Os cumprimentos foram provisoriamente abolidos no Rio Grande do Sul. Não dá para dizer “bom dia” ou perguntar se está tudo bem. A resposta será sempre constrangedora.
Eu percebi que o local onde morei em Caxias do Sul está inundado, o local onde morei em São Leopoldo está inundado, o local onde moravam os meus avós em Guaporé está inundado, os locais onde moram meus parentes em Muçum, Estrela, Eldorado e Encantado estão inundados.
Os lugares por onde passei, amei, cresci na vida acabaram tomados violentamente pelas águas. Não há um único berço do meu passado livre da maior enchente da história do Rio Grande do Sul.

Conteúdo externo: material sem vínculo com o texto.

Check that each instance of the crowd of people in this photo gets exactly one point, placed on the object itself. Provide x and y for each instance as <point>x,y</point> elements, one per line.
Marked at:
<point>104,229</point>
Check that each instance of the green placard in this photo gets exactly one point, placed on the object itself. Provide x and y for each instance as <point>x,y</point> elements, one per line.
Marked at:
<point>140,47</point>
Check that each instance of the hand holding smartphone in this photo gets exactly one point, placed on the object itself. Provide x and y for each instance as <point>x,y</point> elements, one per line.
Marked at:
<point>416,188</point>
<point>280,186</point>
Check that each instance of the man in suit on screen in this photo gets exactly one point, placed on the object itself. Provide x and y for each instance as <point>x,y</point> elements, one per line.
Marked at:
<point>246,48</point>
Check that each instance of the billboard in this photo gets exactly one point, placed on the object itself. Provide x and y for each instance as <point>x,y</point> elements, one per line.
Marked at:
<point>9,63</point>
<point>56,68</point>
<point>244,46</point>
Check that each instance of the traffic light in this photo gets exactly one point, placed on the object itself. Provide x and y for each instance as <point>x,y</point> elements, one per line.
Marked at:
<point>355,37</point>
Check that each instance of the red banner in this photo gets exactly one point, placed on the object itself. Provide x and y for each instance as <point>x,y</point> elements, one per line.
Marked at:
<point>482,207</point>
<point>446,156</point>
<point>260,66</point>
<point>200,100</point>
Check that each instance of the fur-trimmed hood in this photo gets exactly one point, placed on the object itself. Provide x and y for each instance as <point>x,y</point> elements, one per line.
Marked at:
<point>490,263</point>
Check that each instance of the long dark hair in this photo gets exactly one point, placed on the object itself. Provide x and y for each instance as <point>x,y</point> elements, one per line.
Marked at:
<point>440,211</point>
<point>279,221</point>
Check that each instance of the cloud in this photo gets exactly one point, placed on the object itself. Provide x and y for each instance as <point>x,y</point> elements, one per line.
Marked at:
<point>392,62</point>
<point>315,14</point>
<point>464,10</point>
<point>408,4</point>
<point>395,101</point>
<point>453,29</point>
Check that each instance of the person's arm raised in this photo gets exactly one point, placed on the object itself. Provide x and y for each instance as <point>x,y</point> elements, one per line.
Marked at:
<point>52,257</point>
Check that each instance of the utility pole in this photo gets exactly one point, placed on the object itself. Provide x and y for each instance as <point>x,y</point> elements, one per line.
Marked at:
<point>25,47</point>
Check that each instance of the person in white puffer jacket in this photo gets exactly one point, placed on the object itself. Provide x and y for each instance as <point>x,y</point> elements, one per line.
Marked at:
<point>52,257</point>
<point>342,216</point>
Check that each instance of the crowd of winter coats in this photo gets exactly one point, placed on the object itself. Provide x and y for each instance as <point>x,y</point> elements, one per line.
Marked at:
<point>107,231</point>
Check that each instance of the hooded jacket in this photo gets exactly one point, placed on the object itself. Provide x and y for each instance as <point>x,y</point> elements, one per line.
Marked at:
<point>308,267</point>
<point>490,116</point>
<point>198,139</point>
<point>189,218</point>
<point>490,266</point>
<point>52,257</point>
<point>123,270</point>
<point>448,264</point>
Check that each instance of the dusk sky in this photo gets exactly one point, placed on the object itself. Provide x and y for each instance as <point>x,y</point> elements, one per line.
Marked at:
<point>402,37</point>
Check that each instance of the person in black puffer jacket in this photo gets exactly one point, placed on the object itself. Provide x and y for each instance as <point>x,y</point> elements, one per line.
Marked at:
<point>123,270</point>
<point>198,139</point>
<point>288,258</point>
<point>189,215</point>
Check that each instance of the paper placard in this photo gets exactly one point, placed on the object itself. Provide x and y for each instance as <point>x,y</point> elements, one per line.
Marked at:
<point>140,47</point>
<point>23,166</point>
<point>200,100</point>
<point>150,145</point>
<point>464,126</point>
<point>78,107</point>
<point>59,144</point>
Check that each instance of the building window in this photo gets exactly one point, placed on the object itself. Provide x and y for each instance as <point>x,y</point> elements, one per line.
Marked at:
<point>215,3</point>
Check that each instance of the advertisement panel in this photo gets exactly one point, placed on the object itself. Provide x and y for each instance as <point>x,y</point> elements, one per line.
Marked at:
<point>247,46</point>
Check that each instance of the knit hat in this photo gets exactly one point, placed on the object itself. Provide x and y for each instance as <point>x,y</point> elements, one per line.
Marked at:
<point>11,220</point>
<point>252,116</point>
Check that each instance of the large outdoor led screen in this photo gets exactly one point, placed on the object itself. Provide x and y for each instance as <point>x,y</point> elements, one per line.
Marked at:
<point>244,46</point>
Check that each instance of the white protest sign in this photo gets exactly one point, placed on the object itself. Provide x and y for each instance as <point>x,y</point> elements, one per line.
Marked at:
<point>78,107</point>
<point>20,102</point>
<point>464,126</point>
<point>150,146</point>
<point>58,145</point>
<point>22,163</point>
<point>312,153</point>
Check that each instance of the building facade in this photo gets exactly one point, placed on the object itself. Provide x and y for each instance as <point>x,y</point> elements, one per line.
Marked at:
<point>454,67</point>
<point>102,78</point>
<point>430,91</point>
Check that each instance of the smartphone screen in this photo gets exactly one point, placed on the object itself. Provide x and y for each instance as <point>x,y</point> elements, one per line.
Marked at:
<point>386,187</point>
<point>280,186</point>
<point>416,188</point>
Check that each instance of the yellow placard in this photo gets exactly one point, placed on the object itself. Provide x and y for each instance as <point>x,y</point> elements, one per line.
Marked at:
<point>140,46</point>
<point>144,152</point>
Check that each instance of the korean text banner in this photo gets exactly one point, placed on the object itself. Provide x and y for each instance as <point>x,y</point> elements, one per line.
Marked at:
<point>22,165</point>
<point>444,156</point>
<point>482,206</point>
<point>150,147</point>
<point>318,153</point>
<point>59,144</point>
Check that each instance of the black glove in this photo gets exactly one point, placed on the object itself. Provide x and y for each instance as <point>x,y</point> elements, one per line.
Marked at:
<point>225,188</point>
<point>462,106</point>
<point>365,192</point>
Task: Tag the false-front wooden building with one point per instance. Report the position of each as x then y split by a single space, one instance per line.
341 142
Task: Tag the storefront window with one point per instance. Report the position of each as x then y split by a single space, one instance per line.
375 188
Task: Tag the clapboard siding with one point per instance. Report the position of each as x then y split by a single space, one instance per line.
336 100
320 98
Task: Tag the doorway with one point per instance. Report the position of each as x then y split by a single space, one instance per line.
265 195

O terror se espalhou pelo mapa: os bairros Scharlau em São Leopoldo, Mathias Velho em Canoas, Campestre em Santa Maria são idênticos em lama e nas casas totalmente submersas, com moradores nos telhados aguardando resgate.
Não nos pergunte quantos mortos: não sabemos. Não nos pergunte quantos desaparecidos: não sabemos. Simplesmente porque a chuva nunca parou para descobrirmos o tamanho da tragédia.
Circula um áudio de um socorrista em Canoas, endereçado a uma amiga, Gabriela. Nele, conta que carregava três crianças num bote e uma delas pediu para ele pegar uma bonequinha boiando nas águas, ele levantou e era um bebê morto. Ele encerra com um desabafo: “não tenho mais coração para isso hoje”.
Não posso comprovar a veracidade do depoimento, mas não há como achar que é mentira diante de tudo o que estamos testemunhando de estarrecedor.
São intermináveis pedidos de socorro, a dor e o desamparo se mostram generalizados de ponta a ponta do estado. Dos 497 municípios, 334 foram afetados.
Ninguém ficou de fora da calamidade, seja de perto ou de longe, seja no campo ou no centro urbano. Grande parte dos gaúchos ou não tem mais teto, ou não tem mais água, ou não tem mais luz.
A previsão é que pare de chover, mas vamos continuar morrendo todos os dias da semana.
Só a esperança é tão louca, tão doida varrida, tão alienada que não larga o nosso peito de jeito nenhum. Só a esperança não foi desalojada. Ela se protegeu dentro da solidariedade.”